What was the goal of publishing this article?
- Our hope is that this article gives clinicians and researchers pause to critically reflect on whether OLPs can and should be used in clinical care. If I had a time machine, I would go back and kick and scream about quite a few treatments that we adopted into clinical care without proper scrutiny first. For OLPs, we still have time to do this right.
As an expert in this area, what are your conclusions?
- We think it is ethically questionable at best, to encourage positive treatment expectations from a treatment that lacks solid evidence of efficacy such as OLP. The good news is that we can use the broader concepts of an OLP in practice without actually giving anyone a sham treatment. We can encourage positive expectations when appropriate (e.g. with most MSK pain, the prognosis is good). We can capitalise on the positive effects of a warm and trusting patient-provider relationship by being good listeners, showing our genuine concern and respect for the person and their story.
Any final thoughts before we end?
- I would like the hear the ED clinician’s perspective in the comments – do you use placebos in practice, and do you think it is ethical or not?
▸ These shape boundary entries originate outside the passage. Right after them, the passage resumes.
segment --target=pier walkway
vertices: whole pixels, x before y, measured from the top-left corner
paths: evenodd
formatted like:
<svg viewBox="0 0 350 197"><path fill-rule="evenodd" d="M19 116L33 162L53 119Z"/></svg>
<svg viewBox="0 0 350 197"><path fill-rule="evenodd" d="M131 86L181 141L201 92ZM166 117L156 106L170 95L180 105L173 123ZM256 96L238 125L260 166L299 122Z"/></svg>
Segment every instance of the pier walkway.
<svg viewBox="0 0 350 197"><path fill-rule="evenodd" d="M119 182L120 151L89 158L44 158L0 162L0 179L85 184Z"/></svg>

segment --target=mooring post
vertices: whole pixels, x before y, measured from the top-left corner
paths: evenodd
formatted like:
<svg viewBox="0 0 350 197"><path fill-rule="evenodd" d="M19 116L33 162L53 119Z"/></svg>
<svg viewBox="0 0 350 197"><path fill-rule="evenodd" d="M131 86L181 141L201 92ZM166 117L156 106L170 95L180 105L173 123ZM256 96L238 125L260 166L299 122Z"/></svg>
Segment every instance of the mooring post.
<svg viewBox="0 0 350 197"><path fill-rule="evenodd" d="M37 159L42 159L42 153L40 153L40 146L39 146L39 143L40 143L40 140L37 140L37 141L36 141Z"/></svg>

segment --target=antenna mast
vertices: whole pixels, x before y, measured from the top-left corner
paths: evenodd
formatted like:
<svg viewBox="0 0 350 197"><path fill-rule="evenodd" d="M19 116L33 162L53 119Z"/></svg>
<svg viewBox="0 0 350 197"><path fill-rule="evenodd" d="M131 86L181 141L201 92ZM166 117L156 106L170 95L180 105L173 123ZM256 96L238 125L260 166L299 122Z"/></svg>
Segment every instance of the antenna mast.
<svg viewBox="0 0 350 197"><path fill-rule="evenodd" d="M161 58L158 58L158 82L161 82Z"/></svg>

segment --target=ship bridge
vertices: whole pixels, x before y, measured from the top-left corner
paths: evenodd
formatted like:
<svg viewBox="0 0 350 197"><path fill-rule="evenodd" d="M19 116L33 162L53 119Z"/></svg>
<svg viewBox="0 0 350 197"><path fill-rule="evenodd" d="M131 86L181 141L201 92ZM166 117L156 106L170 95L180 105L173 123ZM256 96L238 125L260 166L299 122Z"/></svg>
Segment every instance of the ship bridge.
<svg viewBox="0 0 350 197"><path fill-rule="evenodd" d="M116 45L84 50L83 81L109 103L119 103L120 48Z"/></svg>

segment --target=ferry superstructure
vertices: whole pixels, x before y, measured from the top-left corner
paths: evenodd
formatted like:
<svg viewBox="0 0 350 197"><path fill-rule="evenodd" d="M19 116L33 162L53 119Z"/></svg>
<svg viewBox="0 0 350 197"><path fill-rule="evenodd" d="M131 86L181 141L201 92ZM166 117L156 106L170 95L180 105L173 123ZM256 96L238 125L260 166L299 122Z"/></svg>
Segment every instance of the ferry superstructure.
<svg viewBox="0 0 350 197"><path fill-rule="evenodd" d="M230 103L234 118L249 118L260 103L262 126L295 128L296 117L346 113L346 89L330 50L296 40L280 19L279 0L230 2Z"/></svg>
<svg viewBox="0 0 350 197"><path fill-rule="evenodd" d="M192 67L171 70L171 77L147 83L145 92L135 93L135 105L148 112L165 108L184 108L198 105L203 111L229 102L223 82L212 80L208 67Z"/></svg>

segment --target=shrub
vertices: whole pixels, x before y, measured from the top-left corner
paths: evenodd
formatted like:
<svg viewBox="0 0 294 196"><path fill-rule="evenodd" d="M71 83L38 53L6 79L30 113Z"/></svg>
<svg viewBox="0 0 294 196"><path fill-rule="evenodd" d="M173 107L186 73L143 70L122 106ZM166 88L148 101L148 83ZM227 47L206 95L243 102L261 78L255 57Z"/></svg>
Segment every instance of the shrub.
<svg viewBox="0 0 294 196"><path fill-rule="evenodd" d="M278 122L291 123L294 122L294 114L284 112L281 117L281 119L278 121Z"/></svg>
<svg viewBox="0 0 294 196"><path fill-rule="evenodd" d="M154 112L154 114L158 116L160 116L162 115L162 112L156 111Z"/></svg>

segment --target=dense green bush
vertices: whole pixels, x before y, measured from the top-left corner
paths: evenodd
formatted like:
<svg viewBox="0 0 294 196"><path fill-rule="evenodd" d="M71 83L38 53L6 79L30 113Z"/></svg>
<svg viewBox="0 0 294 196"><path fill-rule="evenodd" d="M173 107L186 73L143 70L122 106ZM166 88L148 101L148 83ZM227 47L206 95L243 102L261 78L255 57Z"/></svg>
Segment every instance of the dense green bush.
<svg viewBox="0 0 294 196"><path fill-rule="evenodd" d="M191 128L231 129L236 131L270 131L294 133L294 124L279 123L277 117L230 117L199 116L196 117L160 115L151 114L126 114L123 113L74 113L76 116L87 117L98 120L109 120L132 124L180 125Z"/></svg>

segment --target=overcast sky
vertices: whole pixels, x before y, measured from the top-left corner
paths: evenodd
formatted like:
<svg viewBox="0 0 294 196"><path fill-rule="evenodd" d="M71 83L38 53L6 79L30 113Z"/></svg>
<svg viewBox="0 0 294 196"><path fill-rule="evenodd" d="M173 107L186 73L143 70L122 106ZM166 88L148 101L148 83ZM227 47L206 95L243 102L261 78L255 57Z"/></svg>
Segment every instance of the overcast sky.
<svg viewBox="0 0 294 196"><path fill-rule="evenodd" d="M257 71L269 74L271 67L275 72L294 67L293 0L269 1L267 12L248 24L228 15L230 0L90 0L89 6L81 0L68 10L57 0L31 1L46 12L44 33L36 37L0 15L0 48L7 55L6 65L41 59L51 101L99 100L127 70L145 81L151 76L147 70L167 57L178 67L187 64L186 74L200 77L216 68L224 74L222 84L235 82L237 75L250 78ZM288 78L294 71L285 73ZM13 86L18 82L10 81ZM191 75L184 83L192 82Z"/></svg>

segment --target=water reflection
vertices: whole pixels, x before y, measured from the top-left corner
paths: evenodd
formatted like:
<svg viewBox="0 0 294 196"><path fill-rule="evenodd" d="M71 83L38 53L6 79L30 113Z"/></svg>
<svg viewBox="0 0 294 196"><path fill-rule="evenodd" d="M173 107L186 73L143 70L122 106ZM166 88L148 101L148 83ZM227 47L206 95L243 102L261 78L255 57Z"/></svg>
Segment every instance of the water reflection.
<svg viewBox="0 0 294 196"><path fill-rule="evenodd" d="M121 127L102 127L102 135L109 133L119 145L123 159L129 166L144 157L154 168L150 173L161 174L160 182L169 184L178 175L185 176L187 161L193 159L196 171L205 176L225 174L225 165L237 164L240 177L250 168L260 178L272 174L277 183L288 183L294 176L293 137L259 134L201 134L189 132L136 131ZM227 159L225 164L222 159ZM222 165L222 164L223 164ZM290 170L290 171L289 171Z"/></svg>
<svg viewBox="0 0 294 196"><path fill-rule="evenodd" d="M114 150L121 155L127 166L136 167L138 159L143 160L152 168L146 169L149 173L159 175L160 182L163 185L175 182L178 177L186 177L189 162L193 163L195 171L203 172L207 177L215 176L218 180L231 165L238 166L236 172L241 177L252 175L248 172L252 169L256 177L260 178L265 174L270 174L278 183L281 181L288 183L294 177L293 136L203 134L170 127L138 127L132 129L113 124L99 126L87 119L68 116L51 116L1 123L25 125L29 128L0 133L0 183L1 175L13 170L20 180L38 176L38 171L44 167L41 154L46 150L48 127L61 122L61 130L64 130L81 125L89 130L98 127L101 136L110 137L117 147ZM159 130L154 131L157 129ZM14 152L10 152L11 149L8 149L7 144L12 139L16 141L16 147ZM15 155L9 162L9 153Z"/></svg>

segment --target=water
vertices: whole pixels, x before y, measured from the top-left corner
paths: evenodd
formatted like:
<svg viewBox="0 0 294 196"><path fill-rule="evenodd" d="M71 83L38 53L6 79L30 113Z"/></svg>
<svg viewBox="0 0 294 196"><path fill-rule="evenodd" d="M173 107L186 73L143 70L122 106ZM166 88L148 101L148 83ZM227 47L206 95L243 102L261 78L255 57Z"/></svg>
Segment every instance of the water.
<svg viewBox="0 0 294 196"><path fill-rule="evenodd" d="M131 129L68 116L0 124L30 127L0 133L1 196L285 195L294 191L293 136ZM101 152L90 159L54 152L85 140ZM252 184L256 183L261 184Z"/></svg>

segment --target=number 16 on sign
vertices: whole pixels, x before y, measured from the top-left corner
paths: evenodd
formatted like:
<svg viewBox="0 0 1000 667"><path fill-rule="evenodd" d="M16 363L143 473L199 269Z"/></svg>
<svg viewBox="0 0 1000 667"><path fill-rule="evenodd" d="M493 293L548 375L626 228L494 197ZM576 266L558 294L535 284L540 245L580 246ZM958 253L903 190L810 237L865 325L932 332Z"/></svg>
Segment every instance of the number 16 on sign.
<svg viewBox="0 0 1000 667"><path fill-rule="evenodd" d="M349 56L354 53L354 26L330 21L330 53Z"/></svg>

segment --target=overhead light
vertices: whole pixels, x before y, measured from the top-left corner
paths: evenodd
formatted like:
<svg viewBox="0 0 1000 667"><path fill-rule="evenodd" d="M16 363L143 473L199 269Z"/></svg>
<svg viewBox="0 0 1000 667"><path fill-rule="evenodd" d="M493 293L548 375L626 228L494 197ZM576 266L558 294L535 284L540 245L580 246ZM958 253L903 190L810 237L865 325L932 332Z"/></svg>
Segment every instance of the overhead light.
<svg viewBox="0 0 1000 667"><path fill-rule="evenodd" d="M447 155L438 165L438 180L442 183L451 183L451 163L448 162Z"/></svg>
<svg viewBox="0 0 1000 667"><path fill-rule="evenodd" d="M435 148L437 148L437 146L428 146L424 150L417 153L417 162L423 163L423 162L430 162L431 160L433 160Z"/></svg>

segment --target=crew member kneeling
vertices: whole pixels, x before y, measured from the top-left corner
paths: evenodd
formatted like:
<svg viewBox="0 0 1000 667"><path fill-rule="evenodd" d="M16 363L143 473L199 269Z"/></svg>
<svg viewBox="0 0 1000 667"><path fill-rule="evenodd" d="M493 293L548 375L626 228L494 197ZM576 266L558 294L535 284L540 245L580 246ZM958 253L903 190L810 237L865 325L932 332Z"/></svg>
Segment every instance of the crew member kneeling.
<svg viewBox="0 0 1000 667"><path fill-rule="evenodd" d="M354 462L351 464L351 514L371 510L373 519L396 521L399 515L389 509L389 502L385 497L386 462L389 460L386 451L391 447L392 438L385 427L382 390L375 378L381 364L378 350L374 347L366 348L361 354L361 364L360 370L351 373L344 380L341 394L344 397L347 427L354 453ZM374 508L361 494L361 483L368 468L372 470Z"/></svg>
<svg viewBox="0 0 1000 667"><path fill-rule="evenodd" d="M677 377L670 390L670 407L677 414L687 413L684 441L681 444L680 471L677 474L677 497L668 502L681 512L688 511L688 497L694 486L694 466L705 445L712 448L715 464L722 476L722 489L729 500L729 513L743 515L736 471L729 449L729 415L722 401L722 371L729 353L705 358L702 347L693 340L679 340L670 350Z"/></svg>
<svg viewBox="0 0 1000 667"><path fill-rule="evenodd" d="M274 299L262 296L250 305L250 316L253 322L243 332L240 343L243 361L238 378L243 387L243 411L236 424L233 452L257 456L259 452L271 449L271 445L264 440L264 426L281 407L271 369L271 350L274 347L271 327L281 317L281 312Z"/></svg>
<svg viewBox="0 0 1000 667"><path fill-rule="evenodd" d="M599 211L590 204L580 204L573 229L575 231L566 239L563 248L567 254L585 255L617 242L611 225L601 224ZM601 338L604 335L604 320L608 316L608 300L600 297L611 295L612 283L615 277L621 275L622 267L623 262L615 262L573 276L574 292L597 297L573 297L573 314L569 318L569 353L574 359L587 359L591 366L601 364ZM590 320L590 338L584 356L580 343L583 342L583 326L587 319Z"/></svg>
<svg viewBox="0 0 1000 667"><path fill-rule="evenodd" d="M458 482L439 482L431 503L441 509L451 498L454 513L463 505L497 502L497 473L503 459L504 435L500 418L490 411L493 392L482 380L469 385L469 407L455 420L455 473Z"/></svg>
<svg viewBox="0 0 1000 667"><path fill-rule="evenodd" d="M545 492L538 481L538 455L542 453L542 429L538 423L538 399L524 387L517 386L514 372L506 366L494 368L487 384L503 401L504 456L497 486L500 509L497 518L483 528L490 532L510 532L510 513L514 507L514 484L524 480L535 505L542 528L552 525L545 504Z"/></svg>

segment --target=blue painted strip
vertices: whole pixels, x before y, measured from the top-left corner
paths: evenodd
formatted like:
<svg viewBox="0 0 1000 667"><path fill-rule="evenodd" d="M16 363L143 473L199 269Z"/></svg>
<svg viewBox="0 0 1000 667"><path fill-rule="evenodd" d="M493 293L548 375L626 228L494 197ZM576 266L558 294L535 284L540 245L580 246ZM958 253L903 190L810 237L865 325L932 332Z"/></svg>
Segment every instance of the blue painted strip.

The SGEM will be back next episode doing a structured critical appraisal of a recent publication. Trying to cut the knowledge translation (KT) window down from over ten years to less than one year using the power of social media. So, patients get the best care, based upon the best evidence.
Remember to be skeptical of anything you learn, even if you heard it on the Skeptics’ Guide to Emergency Medicine.
References:
- Jones, Caitlin M.P.a,b,*; Lin, Chung-Wei Christinea,b; Blease, Charlottec,d; Lawson, Jene; Abdel Shaheed, Christinaa,b,f; Maher, Christopher G.a,b. Time to reflect on open-label placebos and their value for clinical practice. PAIN 164(10):p 2139-2142, October 2023. | DOI: 10.1097/j.pain.0000000000003017
- von Wernsdorff M, Loef M, Tuschen-Caffier B, Schmidt S. Effects of open-label placebos in clinical trials: a systematic review and meta- analysis. Sci Rep 2021;11:3855.
- Uchendu SN, Wang A. Less pain, more gain: should placebo be a clinical therapeutic? Arthritis Rheumatol 2020;72:511–4.
- Kaptchuk TJ, Miller FG. Open label placebo: can honestly prescribed placebos evoke meaningful therapeutic benefits? BMJ 2018;363:k3889
- Foy AJ, Filippone EJ. The case for intervention bias in the practice of medicine. Yale J Biol Med. 2013 Jun 13;86(2):271-80. PMID: 23766747; PMCID: PMC3670446.
- Keijzers G, Cullen L, Egerton-Warburton D, Fatovich DM. Don’t just do something, stand there! The value and art of deliberate clinical inertia. Emerg Med Australas. 2018 Apr;30(2):273-278. doi: 10.1111/1742-6723.12922. Epub 2018 Jan 12. PMID: 29327445.